Week 3 - Exercise 6 - Compute Total Loss

Hi, I have tried different versions of the implementation of binary_crossentropy, and this is the closest answer I’ve got. I can’t get the correct answer. I’ve even tried transposing as suggested on the forum, but I still couldn’t get the right answer. Please help. Thank You!

Hi @Syed_Hamza_Tehseen ,

Please attach the function in a direct message to me, I will have a look for you.

Hi @Syed_Hamza_Tehseen ,

The problem is because the wrongTF function is used and also, both the labels and logits have not been transposed.

Please see the implementation instructions for ex6.

tf.reduce_sum() is to be used for summing all the examples. But your code used tf.reduce_mean()

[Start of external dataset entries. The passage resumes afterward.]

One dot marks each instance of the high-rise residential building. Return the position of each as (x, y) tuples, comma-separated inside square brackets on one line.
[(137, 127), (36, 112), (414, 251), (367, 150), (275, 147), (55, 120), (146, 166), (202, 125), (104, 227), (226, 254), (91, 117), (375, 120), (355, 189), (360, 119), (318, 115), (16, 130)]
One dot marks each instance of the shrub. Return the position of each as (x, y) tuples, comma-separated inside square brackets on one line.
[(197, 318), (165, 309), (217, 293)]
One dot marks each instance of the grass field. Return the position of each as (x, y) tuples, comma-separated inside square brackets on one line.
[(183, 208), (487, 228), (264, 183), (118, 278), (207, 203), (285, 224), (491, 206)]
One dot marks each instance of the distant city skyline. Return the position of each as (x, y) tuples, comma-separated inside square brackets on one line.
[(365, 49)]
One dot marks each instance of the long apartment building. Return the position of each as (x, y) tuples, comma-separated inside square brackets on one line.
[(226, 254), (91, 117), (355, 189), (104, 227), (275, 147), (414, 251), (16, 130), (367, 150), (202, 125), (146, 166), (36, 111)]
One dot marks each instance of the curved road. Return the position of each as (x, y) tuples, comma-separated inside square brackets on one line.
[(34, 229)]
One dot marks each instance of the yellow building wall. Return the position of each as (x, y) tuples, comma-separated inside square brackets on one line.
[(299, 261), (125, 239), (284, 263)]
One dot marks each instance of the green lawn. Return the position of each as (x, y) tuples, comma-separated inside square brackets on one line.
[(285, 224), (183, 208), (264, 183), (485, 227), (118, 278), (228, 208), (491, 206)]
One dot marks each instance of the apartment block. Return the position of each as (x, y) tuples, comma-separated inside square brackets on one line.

Yes, it worked now; thank you. By the way, I couldn’t find any instruction regarding transposing labels and logits in the instruction section of Exercise 6. Can you help me find it? Thank You

Hi @Syed_Hamza_Tehseen

Here is one of the points listed in the implementation instruction:

If you read the comments on the input arguments:

Arguments:
logits -- output of forward propagation (output of the last LINEAR unit), of shape (6, num_examples)
labels -- "true" labels vector, same shape as Z3

It is because the logits and labels are not in the shape that is expected by the categorical_crossentropy, so, in order for it to work correctly, we need to transpose logits and labels.

3 Likes

Oh right. Thanks for the assistance

Hello Kic,

As there is no indication of the required data shape in the documentation tf.keras.losses.categorical_crossentropy, would you please advise how to check the data shape required? Thanks.

Hello @daniel159357,

This one mentioned the shape requirement.

Cheers,
Raymond

1 Like

Hi @daniel159357 ,

This is an extract from the reference menu that @rmwkwok is referring to:

Use this crossentropy loss function when there are two or more label classes. We expect labels to be provided in a one_hot representation.
There should be num_classes floating point values per feature, i.e., the shape of both y_pred and y_true are [batch_size, num_classes] .